BACKGROUND: Corticotropin-releasing factor (CRF) neural systems are important stress mechanisms in the central amygdala (CeA), bed nucleus of stria terminalis (BNST), nucleus accumbens (NAc), and related structures. CRF-containing neural systems are traditionally posited to generate aversive distress states that motivate overconsumption of rewards and relapse in addiction. However, CRF-containing systems may alternatively promote incentive motivation to increase reward pursuit and consumption without requiring aversive states. METHODS: We optogenetically stimulated CRF-expressing neurons in the CeA, BNST, or NAc using Crh-Cre+ rats (n = 37 female, n = 34 male) to investigate roles in incentive motivation versus aversive motivation. We paired CRF-expressing neuronal stimulations with earning sucrose rewards in two-choice and progressive ratio tasks and investigated recruitment of distributed limbic circuitry. We further assessed valence with CRF-containing neuron laser self-stimulation tasks. RESULTS: Channelrhodopsin excitation of CRF-containing neurons in the CeA and NAc amplified and focused incentive motivation and recruited activation of mesocorticolimbic reward circuitry.

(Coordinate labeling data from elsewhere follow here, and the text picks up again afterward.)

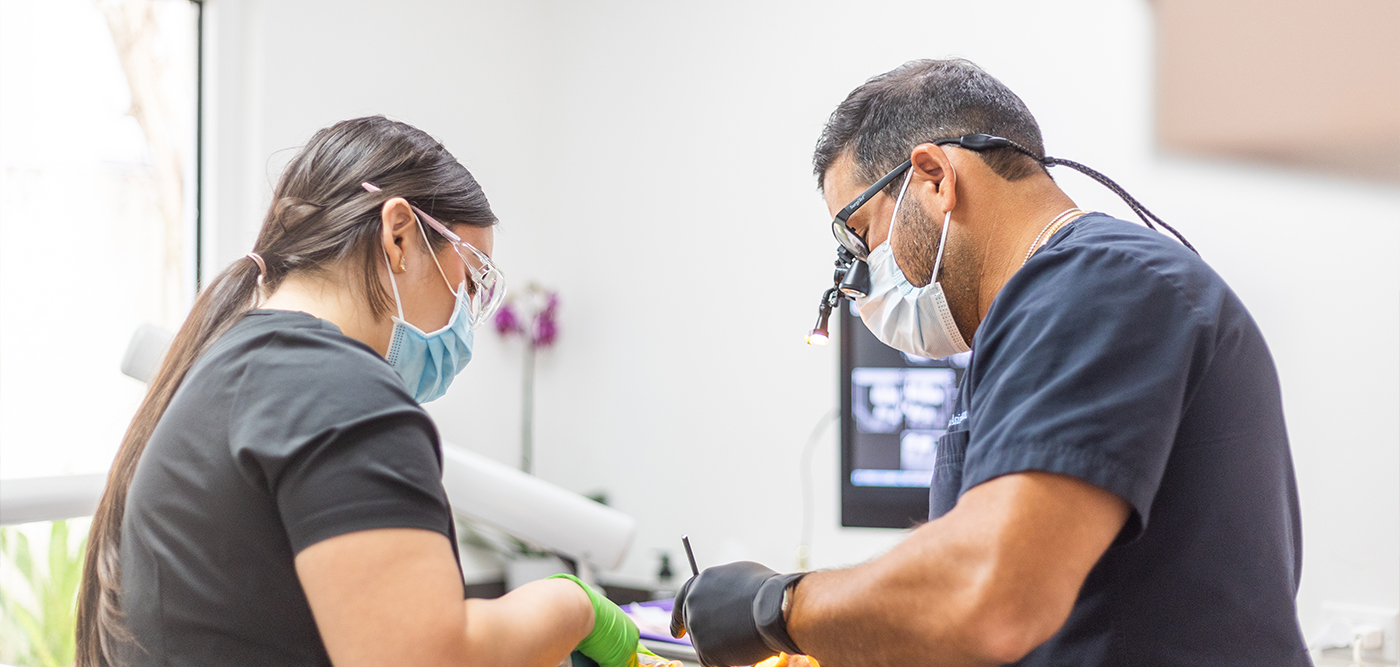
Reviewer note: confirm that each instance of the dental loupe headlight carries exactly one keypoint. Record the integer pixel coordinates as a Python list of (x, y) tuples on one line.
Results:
[(853, 280), (853, 276)]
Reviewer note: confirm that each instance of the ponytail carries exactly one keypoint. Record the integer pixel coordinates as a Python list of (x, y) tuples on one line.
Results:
[(100, 629), (319, 219)]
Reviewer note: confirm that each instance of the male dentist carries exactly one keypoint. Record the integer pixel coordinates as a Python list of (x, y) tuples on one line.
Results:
[(1115, 486)]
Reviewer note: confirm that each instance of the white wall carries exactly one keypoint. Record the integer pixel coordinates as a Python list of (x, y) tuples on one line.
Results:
[(651, 161)]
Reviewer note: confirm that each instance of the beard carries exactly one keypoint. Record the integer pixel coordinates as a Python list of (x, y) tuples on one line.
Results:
[(914, 244)]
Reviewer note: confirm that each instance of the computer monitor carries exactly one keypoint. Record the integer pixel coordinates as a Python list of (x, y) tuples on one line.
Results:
[(893, 409)]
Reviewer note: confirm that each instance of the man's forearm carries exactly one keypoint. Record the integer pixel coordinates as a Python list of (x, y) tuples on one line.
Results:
[(898, 608), (984, 585)]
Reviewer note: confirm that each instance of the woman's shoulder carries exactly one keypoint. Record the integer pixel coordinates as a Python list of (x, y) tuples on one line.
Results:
[(283, 360)]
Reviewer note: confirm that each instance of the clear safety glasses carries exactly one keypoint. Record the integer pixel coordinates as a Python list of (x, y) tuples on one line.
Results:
[(846, 236), (487, 287)]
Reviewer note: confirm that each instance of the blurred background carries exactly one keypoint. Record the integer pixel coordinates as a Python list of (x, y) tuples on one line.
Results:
[(651, 166)]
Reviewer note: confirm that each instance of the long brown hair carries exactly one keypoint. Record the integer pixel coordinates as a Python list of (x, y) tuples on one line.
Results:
[(318, 219)]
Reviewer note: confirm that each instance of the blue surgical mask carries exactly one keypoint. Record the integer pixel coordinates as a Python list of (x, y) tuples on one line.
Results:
[(429, 362), (912, 320)]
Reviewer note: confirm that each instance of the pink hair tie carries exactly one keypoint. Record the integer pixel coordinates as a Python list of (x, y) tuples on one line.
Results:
[(262, 266)]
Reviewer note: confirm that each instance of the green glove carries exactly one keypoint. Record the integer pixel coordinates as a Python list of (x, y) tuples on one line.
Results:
[(613, 639)]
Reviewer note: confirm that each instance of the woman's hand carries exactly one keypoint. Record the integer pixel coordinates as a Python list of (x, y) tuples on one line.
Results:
[(613, 639), (394, 596)]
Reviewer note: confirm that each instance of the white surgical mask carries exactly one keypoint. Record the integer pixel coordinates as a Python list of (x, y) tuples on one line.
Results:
[(913, 320)]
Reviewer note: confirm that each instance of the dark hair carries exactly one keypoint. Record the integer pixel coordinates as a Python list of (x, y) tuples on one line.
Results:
[(319, 217), (921, 101)]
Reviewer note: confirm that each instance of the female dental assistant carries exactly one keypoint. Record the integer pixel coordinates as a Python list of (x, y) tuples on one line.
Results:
[(277, 498)]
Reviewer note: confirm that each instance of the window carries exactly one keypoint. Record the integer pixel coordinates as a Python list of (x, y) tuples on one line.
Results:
[(98, 108)]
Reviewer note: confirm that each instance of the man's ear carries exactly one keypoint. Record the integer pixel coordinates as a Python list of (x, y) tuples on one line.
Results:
[(398, 223), (935, 175)]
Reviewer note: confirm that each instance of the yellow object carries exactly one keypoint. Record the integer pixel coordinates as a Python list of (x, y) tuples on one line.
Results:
[(653, 660), (784, 660)]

CRF systems in both the CeA and NAc supported laser self-stimulation, amplified incentive motivation for sucrose in a breakpoint test, and focused "wanting" on laser-paired sucrose over a sucrose alternative in a two-choice test. Conversely, stimulation of CRF-containing neurons in the BNST produced negative valence or aversive effects and recruited distress-related circuitry, as stimulation was avoided and suppressed motivation for sucrose. CONCLUSIONS: CRF-containing systems in the NAc and CeA can promote reward consumption by increasing incentive motivation without involving aversion. In contrast, stimulation of CRF-containing systems in the BNST is aversive but suppresses sucrose reward pursuit and consumption rather than increase, as predicted by traditional hedonic self-medication hypotheses.